Figure 1. Schematic Diagram of the HEK293 Human OSMR Effector Reporter Cell Model

Figure 2. Recombinant OSMR Effector Reporter Cell stably expressing OSMR.

Figure 3.Dose Response of Recombinant Human OSM in OSMR Effector Reporter Cell(C4).

Figure 4. Inhibition of rhOSM-induced Reporter Activity by OSMR Blocking Ab in OSMR Effector Reporter Cell (C4). Inhibition of rhOSM induced Reporter Activity in OSMR Effector Reporter Cell(C4).

Cell Resuscitation
1)Rapidly thaw the frozen cells in a 37 °C water bath for approximately 60 seconds. Once thawed (which may take slightly less or more than 60 seconds), immediately transfer the cell suspension from the cryovial into a 15 mL centrifuge tube containing 10 mL of pre-warmed  HEK293 Human OSMR Effector Reporter Cell complete culture medium.
2)Centrifuge cells at 1000 rpm for 5 min to remove medium, then resuspend cells in 5 mL of pre-warmed complete medium.
3)Transfer the cell suspension into a T25 culture flask and incubate at 37 °C with 5% CO₂.
4)After approximately 24–36 hours, replace the medium or passage the cells to remove non-adherent dead cells.

Subculturing procedure
1)When the cell density reaches the appropriate confluency for passaging, wash the cells with PBS, then add 1 mL trypsin to detach the cells. When more than 80% of the cells detach upon gently tapping the culture flask, add complete culture medium to terminate digestion. Gently pipette to obtain a single-cell suspension, transfer to a 15 mL centrifuge tube, and centrifuge at 1000 rpm for 5 minutes.

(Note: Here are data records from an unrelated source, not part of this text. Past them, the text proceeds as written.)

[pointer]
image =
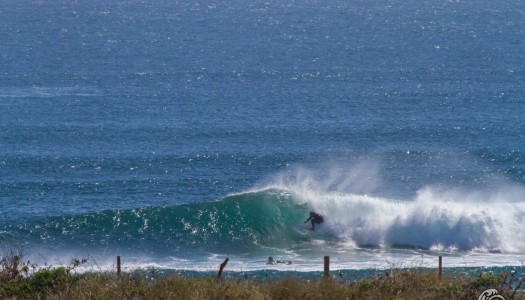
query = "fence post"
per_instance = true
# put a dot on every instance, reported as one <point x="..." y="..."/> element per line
<point x="440" y="270"/>
<point x="219" y="276"/>
<point x="118" y="265"/>
<point x="326" y="266"/>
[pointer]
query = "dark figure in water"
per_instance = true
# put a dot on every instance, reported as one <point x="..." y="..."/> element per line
<point x="316" y="219"/>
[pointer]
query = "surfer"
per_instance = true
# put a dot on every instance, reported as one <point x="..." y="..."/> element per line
<point x="316" y="219"/>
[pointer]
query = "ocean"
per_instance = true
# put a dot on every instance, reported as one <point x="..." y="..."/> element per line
<point x="177" y="134"/>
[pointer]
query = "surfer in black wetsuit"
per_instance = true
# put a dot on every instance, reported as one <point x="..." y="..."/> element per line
<point x="316" y="219"/>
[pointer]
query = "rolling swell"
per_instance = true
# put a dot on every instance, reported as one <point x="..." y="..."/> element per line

2)Discard supernatant after centrifugation. Resuspend cells in fresh medium to a single-cell suspension and transfer to a new culture flask for continued growth.

Cell Freezing
After trypsinization and centrifugation of cells from each T75 flask or 10 cm culture dish, discard the supernatant. Add 2 mL of cryopreservation medium (90% FBS + 10% DMSO), gently resuspend thoroughly, and aliquot into two cryovials. Immediately place the cryovials into a controlled-rate freezing container (e.g., Nalgene 5100-0001), fill with isopropanol to the indicated level, and store at −80 °C. After 24 hours, transfer the cryovials to liquid nitrogen for long-term storage.